Could the financial crisis have spawned the year’s biggest rebranding, however unintentionally?
Wall Street was losing its financial mojo long before this month’s crisis ended the investment banking industry. The Street and its environs exist today more as a tourist trap for gawkers, foreign and domestic, and as a booming residential community, wherein condo marketers capitalize on the capitalism only as needed.
In the minds of millions, here and abroad, Wall Street’s rep as a beacon of atavistic capitalism should continue to fade, supplanted by the image of a thoroughly gentrified neighborhood that merely pays lip service to its roots.
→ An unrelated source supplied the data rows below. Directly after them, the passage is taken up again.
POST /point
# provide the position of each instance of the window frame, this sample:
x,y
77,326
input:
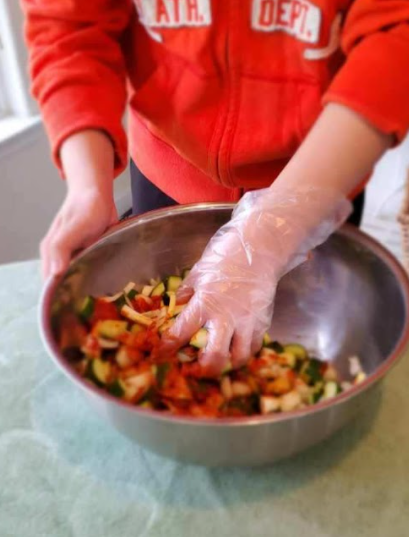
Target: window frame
x,y
15,98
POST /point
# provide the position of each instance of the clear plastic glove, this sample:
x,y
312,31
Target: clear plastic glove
x,y
234,283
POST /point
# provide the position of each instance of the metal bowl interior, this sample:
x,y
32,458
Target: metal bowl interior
x,y
350,298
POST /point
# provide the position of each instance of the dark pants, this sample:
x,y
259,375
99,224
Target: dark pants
x,y
147,197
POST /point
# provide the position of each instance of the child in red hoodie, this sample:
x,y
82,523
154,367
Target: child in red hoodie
x,y
285,105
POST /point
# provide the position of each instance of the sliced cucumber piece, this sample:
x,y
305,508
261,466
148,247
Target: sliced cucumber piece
x,y
297,350
137,329
107,344
310,371
178,309
129,287
269,404
173,283
159,290
331,389
199,340
161,373
184,357
87,308
111,329
98,371
147,290
136,317
117,388
289,358
266,340
172,303
132,294
166,326
275,346
120,302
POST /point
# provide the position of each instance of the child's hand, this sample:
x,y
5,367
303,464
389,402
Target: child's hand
x,y
82,218
234,283
88,209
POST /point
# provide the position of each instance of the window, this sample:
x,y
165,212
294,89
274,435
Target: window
x,y
15,99
3,100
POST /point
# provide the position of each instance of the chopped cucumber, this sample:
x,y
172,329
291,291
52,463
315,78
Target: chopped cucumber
x,y
331,389
317,392
137,328
166,326
117,389
132,294
289,358
173,283
120,302
98,371
111,329
184,357
87,308
172,303
161,373
310,371
297,350
275,346
266,340
178,309
269,404
147,290
129,287
136,317
159,290
199,340
107,344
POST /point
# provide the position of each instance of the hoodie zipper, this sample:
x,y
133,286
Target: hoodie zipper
x,y
228,118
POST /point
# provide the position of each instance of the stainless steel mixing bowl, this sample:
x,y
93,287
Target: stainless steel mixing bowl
x,y
351,298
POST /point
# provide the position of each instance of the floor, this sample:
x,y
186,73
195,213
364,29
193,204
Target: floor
x,y
384,199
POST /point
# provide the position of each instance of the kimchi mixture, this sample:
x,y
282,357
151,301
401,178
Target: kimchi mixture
x,y
113,342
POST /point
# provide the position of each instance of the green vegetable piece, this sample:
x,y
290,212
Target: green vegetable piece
x,y
132,294
87,308
98,371
116,389
73,354
266,340
298,350
199,340
120,302
311,371
112,329
275,346
159,290
173,283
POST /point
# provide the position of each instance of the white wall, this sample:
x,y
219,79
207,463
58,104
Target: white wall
x,y
31,192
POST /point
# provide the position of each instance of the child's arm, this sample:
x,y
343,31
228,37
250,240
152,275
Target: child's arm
x,y
78,77
339,151
88,209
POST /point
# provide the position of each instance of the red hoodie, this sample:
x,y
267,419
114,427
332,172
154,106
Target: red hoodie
x,y
221,92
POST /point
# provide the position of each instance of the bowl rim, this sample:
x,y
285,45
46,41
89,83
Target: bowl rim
x,y
347,230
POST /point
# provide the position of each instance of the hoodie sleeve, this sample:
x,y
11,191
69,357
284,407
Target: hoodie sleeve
x,y
374,81
78,69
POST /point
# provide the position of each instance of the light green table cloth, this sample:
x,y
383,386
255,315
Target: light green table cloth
x,y
65,473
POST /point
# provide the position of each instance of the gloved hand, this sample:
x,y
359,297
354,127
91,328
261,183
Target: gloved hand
x,y
234,283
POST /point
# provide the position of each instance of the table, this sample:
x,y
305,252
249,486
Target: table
x,y
65,473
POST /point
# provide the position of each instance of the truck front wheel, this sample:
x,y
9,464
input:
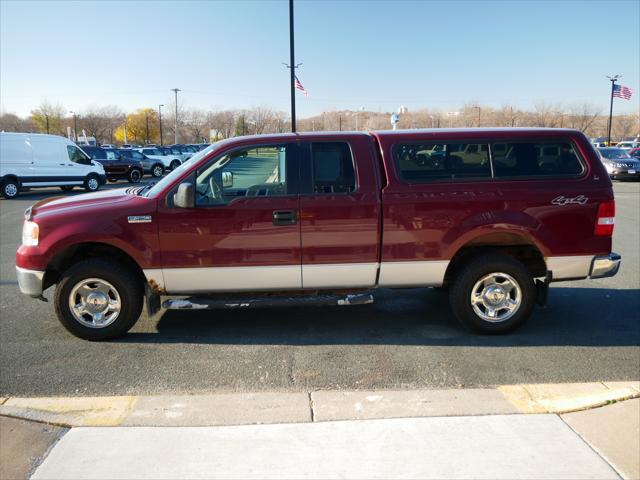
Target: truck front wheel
x,y
493,294
98,299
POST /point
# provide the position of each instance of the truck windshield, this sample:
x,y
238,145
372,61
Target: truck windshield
x,y
177,172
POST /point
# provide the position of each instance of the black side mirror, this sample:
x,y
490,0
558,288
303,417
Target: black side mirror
x,y
185,196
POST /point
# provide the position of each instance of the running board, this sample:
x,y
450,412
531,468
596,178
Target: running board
x,y
209,303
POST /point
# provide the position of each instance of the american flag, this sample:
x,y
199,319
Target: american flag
x,y
621,91
301,88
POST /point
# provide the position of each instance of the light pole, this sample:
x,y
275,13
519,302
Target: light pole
x,y
358,111
478,114
146,119
176,90
292,68
160,120
75,126
451,115
613,81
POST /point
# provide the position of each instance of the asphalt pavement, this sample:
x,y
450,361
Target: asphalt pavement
x,y
589,332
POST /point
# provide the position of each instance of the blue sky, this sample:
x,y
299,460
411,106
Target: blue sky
x,y
376,54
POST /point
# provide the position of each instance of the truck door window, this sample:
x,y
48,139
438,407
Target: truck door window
x,y
531,159
423,163
251,172
76,155
333,170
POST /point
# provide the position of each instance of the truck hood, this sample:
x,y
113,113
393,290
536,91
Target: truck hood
x,y
87,200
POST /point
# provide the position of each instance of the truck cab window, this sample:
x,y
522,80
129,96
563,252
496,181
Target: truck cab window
x,y
333,170
76,155
252,172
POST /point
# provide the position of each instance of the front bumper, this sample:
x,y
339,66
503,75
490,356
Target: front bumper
x,y
30,281
605,266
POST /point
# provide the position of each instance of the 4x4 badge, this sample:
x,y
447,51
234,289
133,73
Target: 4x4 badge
x,y
561,200
139,219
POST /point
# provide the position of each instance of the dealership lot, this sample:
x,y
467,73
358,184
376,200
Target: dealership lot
x,y
589,331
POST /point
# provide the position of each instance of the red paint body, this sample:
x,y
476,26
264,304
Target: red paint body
x,y
385,220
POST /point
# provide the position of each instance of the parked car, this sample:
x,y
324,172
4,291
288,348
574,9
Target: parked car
x,y
634,152
177,152
619,163
29,160
116,165
169,160
153,167
628,144
337,213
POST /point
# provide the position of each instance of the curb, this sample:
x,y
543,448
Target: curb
x,y
315,406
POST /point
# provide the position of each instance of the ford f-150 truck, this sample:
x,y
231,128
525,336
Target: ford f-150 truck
x,y
493,215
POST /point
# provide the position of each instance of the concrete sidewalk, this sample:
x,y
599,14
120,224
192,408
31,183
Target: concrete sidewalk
x,y
491,447
520,431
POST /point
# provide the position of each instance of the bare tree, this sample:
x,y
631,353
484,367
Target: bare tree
x,y
260,118
10,122
48,118
196,125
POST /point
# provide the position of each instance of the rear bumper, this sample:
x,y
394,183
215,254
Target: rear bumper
x,y
30,281
605,266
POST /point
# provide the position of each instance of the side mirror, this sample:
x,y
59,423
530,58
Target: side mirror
x,y
227,179
185,196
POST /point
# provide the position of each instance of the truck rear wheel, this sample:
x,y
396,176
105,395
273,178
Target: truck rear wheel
x,y
92,183
9,188
98,299
135,175
157,170
493,294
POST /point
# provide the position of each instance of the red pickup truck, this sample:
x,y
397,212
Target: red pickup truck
x,y
493,215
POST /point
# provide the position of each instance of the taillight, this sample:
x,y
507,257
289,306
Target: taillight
x,y
606,218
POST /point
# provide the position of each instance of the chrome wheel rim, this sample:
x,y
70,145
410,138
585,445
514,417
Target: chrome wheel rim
x,y
94,303
10,190
496,297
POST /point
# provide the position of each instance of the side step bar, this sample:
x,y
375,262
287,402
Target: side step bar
x,y
210,303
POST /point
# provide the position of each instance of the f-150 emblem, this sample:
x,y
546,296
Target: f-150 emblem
x,y
139,219
562,200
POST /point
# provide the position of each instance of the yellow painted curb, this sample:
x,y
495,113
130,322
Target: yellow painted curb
x,y
567,397
73,411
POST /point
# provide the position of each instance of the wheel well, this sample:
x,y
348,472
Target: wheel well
x,y
11,177
76,253
526,253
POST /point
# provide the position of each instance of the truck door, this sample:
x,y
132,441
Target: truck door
x,y
339,213
243,234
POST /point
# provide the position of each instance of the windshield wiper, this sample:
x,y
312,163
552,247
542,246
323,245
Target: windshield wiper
x,y
145,188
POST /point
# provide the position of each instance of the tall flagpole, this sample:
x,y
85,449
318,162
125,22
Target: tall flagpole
x,y
613,81
292,69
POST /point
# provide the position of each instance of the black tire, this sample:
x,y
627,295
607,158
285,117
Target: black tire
x,y
92,183
157,170
10,188
127,285
135,175
467,278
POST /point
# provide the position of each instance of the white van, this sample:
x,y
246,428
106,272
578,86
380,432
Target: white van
x,y
30,160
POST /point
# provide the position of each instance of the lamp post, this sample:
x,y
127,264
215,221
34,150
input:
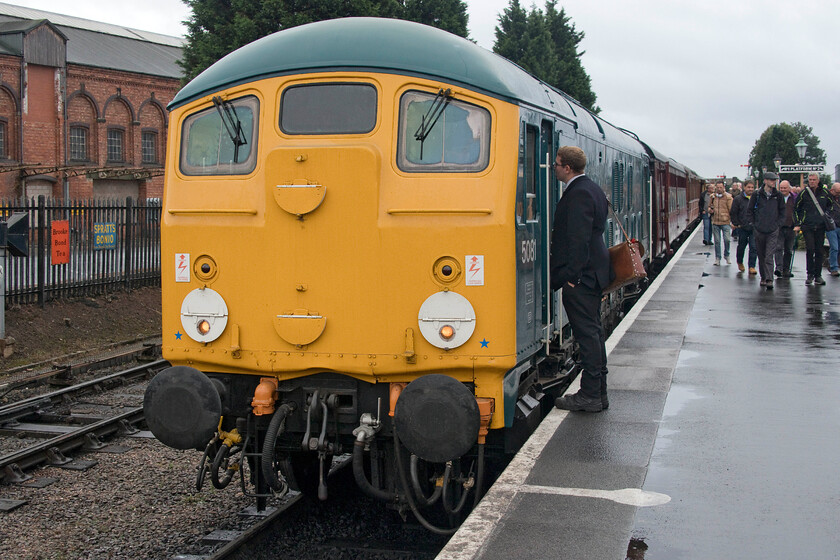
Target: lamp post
x,y
801,148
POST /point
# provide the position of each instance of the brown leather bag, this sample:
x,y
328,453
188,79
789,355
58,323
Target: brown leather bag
x,y
625,261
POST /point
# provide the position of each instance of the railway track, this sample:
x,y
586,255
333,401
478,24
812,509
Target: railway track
x,y
62,430
62,370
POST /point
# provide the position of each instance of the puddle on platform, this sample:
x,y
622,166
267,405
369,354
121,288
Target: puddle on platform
x,y
678,397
Think of Greenwich Village today. See many bohemians on Macdougal? Ditto Soho. It’s not for struggling artists anymore.
Here’s the (ahem) Wall Street Journal this morning:
Wall Street lives on as a capitalist symbol, but the new inhabitants of its bricks and mortar have reduced its reality to an echo. Now, the last of its titans are giving up the banking style that lent Wall Street its aura. Crowds of workers and visitors still thronged its granite canyon this week, but most of them had little in common with the street’s old war horses of finance.
Mayor Bloomberg, on the eve of September 11, declared the Financial District in a Journal op-ed the "fastest-growing residential neighborhood in the country, bustling morning, noon and night." He’s probably right (we couldn’t say for sure either way).
The number of FiDi residents has certainly grown. In the first part of 2001, there were roughly 22,000 people living in the District, according to research from the Downtown Alliance (PDF). By mid-2008, there were over 56,000 and counting.